В энциклопедии про них все сказано. Сказано, что являются они животными млекопитающими. Что принадлежат к отряду ластоногих, к семейству тюленей, или, еще точнее, тюленей ушастых. Что тело у них веретенообразное, обтекаемой формы, волосяной покров плотно прилегает к коже, а нижние отделы конечностей преобразованы в ласты... Все это правильно. Все это так. Однако в тот вечер я увидел другое. Прежде всего увидел артистов. Артистов, спешащих на сцену.
Итак, их было четверо. Отрывисто вскрикивая, шлепая ластами, оставляя мокрые следы на полу, львы шествовали, соблюдая ранжир и равнение.

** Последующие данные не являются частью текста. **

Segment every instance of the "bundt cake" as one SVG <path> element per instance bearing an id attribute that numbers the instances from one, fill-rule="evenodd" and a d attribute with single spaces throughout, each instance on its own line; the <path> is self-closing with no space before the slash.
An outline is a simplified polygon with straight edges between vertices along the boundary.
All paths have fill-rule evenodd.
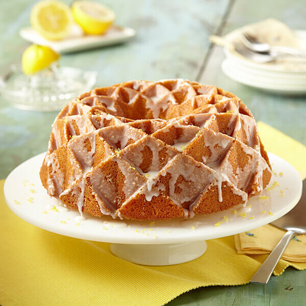
<path id="1" fill-rule="evenodd" d="M 96 88 L 68 103 L 40 170 L 48 194 L 96 216 L 170 219 L 246 203 L 271 166 L 234 94 L 181 79 Z"/>

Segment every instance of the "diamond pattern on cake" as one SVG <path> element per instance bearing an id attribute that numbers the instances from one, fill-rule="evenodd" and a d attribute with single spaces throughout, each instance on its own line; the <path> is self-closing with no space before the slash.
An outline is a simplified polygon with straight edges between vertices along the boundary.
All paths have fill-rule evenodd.
<path id="1" fill-rule="evenodd" d="M 244 203 L 271 177 L 254 118 L 233 94 L 178 79 L 81 95 L 53 125 L 40 176 L 81 213 L 135 220 Z"/>

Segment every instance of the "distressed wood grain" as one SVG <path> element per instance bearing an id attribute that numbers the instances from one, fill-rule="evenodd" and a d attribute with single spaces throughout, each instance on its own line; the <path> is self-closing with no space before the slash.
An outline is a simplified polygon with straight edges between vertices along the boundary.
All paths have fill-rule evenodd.
<path id="1" fill-rule="evenodd" d="M 29 45 L 19 36 L 30 24 L 35 1 L 0 2 L 0 69 L 20 62 Z M 66 0 L 69 4 L 71 1 Z M 106 0 L 116 23 L 136 30 L 128 43 L 63 55 L 60 64 L 98 71 L 97 86 L 132 79 L 184 78 L 193 80 L 219 27 L 227 0 Z M 206 13 L 207 12 L 207 13 Z M 0 177 L 46 149 L 56 112 L 16 110 L 0 96 Z"/>

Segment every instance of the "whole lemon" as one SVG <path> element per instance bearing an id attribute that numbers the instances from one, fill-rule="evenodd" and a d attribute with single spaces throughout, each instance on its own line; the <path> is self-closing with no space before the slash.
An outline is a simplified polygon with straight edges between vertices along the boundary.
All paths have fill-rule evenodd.
<path id="1" fill-rule="evenodd" d="M 59 58 L 60 55 L 49 47 L 31 45 L 22 54 L 22 71 L 26 74 L 33 74 L 46 68 Z"/>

Впереди самец — самый крупный и самый старый. За ним калибром поменьше — две вертлявые самки. Последний — молоденький львенок, настолько молоденький, что даже путных усов еще не успел отрастить. С видимым удовольствием, с нарочитой размашистостью шлепал он ластами, а старый лев, время от времени оборачиваясь, укоризненно на него поглядывал: дескать, умерил бы прыть, не прогулка предстоит — работа!
Сбоку ото львов, на два-три шага отступив от них, шла дрессировщица. Звали ее Ромэна Мирмо. Моложавая, изящная, в газовом бальном платье, белоснежные перчатки выше локтей, яркий цветок в волосах, она могла показаться воплощением беззаботности. Однако внешнему этому облику противоречили глаза, строго и неустанно прикованные к львиной четверке... О чем-то между собой повздорив, зашипев одна на другую, самки вдруг утратили равнение. Мирмо шагнула к ним, подняла повелительно руку, резкая складка прорезала лоб — и тотчас угомонились самки.